これも『COMIN' THRO' THE RYE』じゃん!

『故郷の空』のイメージを想像してたら、超エロい歌だったみたいな!

その通り。

歌詞の勘違いはサリンジャーの『THE CATCHER IN THE RYE』でも非常に重要な意味をもっている。

だけど「すみれの歌詞」については、またその時に詳しく話そう。

今は「すみれ」のちょっとした小ネタから。

小ネタ?

あとでまた説明するけど『歌曲すみれ』の歌詞はそんなにひどいわけじゃない。

村上春樹の誘導的な文章に騙されなければ、割と美しい詩なんだよね。

そうなの?

でもあのゲーテの詩だもんね。そんなにひどいわけがないかも。

じゃあなぜ「すみれ」は自分の名前をあそこまで嫌っていたのかしら?

「スミレ」の花を英語で何て言うか知ってる?

英語で? ヴァイオレットじゃないの?

惜しい。「Manchurian violet」っていうんだ。

マンシュリアン・ヴァイオレット?

マンシュリアンって何?

「満州の」という意味。つまり「満州の花」ということ。

だから「すみれ」は自分の名前を嫌っていたんだね。

なんで?

「マン臭の花」みたいだから。

は?

きつこ・まんしゅう。


ええーーーーっ!?マジで!?

他にももう1つ「すみれ」という名前を嫌う理由があるんだけど、それはまた順を追って話すとしよう。

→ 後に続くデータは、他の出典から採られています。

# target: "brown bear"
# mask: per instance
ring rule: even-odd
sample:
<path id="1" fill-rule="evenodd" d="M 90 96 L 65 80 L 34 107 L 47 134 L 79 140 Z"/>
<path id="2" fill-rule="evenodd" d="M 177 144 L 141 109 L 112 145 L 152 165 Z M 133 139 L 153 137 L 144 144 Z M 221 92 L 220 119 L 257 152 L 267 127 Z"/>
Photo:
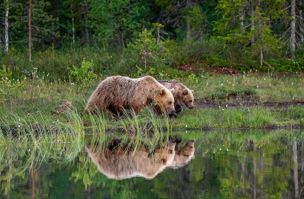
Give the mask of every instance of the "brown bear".
<path id="1" fill-rule="evenodd" d="M 172 79 L 171 81 L 158 80 L 158 81 L 168 89 L 174 89 L 175 91 L 173 96 L 174 97 L 174 108 L 176 112 L 174 113 L 168 113 L 170 116 L 176 116 L 175 113 L 179 113 L 182 111 L 182 107 L 180 105 L 180 103 L 189 109 L 194 107 L 193 90 L 190 90 L 175 79 Z M 154 109 L 155 112 L 159 114 L 163 112 L 161 111 L 160 107 L 157 106 L 154 106 Z"/>
<path id="2" fill-rule="evenodd" d="M 194 158 L 194 140 L 188 140 L 181 148 L 177 144 L 175 148 L 175 155 L 170 167 L 175 169 L 186 165 Z"/>
<path id="3" fill-rule="evenodd" d="M 160 111 L 175 111 L 174 89 L 169 90 L 151 76 L 131 78 L 112 76 L 102 81 L 87 103 L 85 112 L 96 113 L 107 110 L 114 117 L 123 115 L 123 110 L 138 113 L 148 104 L 154 103 Z"/>
<path id="4" fill-rule="evenodd" d="M 103 148 L 98 143 L 87 144 L 85 151 L 99 170 L 108 178 L 142 177 L 150 180 L 167 168 L 176 169 L 194 158 L 194 141 L 188 140 L 181 148 L 179 142 L 161 142 L 152 154 L 144 144 L 135 147 L 134 143 L 121 144 L 116 139 Z"/>
<path id="5" fill-rule="evenodd" d="M 170 166 L 174 158 L 176 143 L 170 141 L 163 144 L 152 155 L 142 144 L 135 148 L 133 145 L 128 147 L 110 143 L 100 150 L 96 149 L 99 146 L 88 144 L 85 150 L 99 170 L 108 178 L 122 180 L 142 177 L 150 180 Z"/>

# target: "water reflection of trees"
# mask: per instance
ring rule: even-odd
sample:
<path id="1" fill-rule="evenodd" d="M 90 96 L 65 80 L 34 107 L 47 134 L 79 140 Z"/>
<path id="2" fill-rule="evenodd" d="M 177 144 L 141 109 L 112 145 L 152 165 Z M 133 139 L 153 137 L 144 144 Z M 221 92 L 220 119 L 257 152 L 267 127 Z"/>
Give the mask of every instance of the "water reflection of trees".
<path id="1" fill-rule="evenodd" d="M 254 132 L 239 136 L 234 132 L 204 136 L 208 146 L 203 155 L 219 162 L 217 177 L 222 196 L 304 196 L 303 142 L 299 141 L 303 135 L 281 132 Z"/>
<path id="2" fill-rule="evenodd" d="M 188 131 L 186 134 L 176 135 L 183 140 L 179 149 L 188 139 L 195 140 L 195 158 L 178 169 L 166 169 L 166 172 L 149 181 L 138 177 L 109 179 L 84 153 L 84 144 L 88 143 L 99 143 L 94 150 L 104 150 L 113 135 L 106 138 L 100 135 L 94 142 L 88 137 L 78 146 L 66 141 L 51 142 L 41 147 L 34 142 L 25 143 L 22 139 L 7 142 L 5 146 L 0 145 L 0 198 L 23 198 L 25 195 L 43 198 L 50 196 L 57 198 L 304 196 L 304 133 L 302 131 Z M 141 138 L 133 144 L 142 144 L 143 148 L 148 149 L 146 155 L 150 157 L 156 155 L 157 148 L 163 144 L 161 142 L 157 146 L 159 142 L 151 139 Z M 169 147 L 169 140 L 165 139 L 168 145 L 164 146 Z M 134 146 L 139 147 L 140 144 L 128 147 Z"/>

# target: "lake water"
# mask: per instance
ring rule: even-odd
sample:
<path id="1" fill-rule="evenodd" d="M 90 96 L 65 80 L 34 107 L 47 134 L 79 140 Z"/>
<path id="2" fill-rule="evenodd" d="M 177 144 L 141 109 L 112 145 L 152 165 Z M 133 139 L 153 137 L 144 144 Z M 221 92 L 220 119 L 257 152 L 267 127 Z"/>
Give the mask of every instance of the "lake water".
<path id="1" fill-rule="evenodd" d="M 174 139 L 153 150 L 144 144 L 118 147 L 115 139 L 101 149 L 89 137 L 69 161 L 58 160 L 62 155 L 58 153 L 31 161 L 26 153 L 18 152 L 20 146 L 9 148 L 14 152 L 1 153 L 0 198 L 304 197 L 303 130 L 171 133 L 175 134 Z"/>

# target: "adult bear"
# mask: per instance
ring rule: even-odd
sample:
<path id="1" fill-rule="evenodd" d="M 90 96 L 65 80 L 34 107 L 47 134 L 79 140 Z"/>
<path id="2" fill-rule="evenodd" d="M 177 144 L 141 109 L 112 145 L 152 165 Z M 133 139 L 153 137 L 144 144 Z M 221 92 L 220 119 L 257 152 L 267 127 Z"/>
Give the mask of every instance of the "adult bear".
<path id="1" fill-rule="evenodd" d="M 194 92 L 193 90 L 189 89 L 175 79 L 172 79 L 171 81 L 158 80 L 158 81 L 168 89 L 174 89 L 173 95 L 174 98 L 174 108 L 176 112 L 168 113 L 170 116 L 173 115 L 176 116 L 175 113 L 179 113 L 182 111 L 182 107 L 180 105 L 180 103 L 182 104 L 189 109 L 194 107 L 193 104 Z M 161 111 L 160 107 L 156 106 L 154 106 L 154 108 L 155 112 L 158 114 L 161 114 L 163 113 L 163 111 Z"/>
<path id="2" fill-rule="evenodd" d="M 107 110 L 113 116 L 123 114 L 123 110 L 138 113 L 148 104 L 155 104 L 162 112 L 175 111 L 174 89 L 169 90 L 151 76 L 131 78 L 112 76 L 102 81 L 90 97 L 85 112 L 96 113 Z"/>

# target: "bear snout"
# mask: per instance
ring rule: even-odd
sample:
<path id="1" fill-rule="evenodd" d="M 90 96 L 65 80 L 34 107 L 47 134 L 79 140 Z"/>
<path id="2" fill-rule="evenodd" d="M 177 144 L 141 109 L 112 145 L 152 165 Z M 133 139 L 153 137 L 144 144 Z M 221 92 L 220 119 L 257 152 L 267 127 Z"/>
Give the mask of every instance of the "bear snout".
<path id="1" fill-rule="evenodd" d="M 169 114 L 171 114 L 173 113 L 175 113 L 175 109 L 173 108 L 173 109 L 168 109 L 168 112 L 169 113 Z"/>

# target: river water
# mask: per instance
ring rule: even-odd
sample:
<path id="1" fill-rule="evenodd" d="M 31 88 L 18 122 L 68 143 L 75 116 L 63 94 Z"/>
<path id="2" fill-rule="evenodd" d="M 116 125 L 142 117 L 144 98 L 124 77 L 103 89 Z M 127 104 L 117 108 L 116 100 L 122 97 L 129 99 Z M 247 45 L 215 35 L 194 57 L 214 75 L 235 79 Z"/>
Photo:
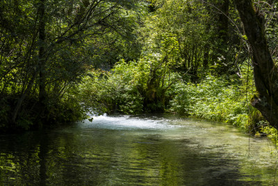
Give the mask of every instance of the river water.
<path id="1" fill-rule="evenodd" d="M 232 126 L 101 116 L 1 135 L 0 185 L 278 185 L 277 160 L 268 139 Z"/>

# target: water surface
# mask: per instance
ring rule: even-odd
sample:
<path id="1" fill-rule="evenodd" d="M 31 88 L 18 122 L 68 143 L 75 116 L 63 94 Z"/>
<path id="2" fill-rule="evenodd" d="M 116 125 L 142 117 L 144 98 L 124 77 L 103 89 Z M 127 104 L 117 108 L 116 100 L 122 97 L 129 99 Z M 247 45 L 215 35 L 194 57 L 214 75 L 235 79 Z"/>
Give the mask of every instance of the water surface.
<path id="1" fill-rule="evenodd" d="M 97 116 L 0 136 L 0 185 L 275 185 L 277 153 L 232 126 L 172 116 Z"/>

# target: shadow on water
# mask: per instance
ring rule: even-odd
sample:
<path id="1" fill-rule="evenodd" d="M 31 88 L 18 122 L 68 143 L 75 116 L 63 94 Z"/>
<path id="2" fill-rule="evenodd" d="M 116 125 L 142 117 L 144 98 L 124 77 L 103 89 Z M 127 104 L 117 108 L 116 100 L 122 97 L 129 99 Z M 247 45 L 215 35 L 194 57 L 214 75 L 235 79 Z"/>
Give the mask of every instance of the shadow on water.
<path id="1" fill-rule="evenodd" d="M 252 139 L 247 151 L 248 140 L 216 123 L 99 116 L 61 130 L 0 136 L 0 185 L 275 184 L 276 155 L 261 139 Z"/>

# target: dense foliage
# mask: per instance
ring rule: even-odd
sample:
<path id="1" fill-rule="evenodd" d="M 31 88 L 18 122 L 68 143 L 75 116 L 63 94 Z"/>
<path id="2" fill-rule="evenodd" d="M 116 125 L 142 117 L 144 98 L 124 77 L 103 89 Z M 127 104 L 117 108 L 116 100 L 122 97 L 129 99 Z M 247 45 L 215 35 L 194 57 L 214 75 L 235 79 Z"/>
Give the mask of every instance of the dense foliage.
<path id="1" fill-rule="evenodd" d="M 240 1 L 1 1 L 0 129 L 167 111 L 275 137 Z M 277 3 L 252 5 L 275 63 Z"/>

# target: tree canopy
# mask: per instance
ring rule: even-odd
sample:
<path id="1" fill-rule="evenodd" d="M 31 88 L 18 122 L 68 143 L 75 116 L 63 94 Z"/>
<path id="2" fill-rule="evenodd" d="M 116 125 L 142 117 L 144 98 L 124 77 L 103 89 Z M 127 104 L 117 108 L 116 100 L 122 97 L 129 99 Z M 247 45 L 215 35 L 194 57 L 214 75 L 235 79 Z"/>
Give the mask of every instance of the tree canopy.
<path id="1" fill-rule="evenodd" d="M 56 125 L 90 111 L 277 128 L 277 6 L 1 1 L 0 128 Z"/>

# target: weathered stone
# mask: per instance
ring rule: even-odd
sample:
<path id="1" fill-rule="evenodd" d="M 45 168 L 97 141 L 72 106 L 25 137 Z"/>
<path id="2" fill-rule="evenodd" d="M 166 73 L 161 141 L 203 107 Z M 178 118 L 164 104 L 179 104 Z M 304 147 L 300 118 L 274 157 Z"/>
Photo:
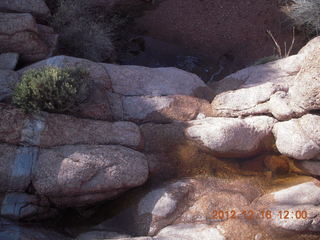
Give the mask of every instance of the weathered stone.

冒頭で提示される「すみれ」が恋に落ちた時期「22歳の春」について解説しなければいけないから…

それも重要なの?

すっごく重要だ。

なんで「22歳の春」がすっごく重要なの?

別に21歳の春でも23歳の春でも何でもいいじゃん。

何でもよくはないんだな。

「すみれ」は「22歳の春」に年上の女性ミュウに恋をした。

人生で初めての恋だ。これまで「すみれ」は性欲というものを感じたことがなかったんだよね。

うん。でも改めて考えてみると、かなり無理のある設定よね。

いくら発育の遅い子でも、22歳まで性欲を知らなかったなんてありえないでしょ。

まあ、語り手「ぼく」の妄想ストーリーだから、細かい突っ込みはやめておこう。

重要なのは「すみれ」が「22歳の春」まで性欲が無く、容姿も性格も「中性的」な存在であったことだ。

つまり22歳の春までの時点では「性」が決定されていなかったんだよ。

まあ、そういうふうにも捉えられるわね。

なぜ「すみれ」は「22歳」まで「性」が決定していなかったのか?

そしてなぜ「23歳」の誕生日を過ぎてから「ぼく」のもとに帰って来たのか?

22の時は性が決定してなくて…

23になったら「ぼく」のところへ来た…

どゆこと?

『海獣の子供』や『COMIN THRO' THE RYE』を思い出すといい…

「23」にまつわる話があったはず…

染色体!?


カランカラン♫
(ドアの開く音)


ちーっす。

あ…

イソグロ…

カヅオさん!

いきなりで何だけど1曲歌わせてもらうよ。

堺正章の『二十三夜』、聴いてね。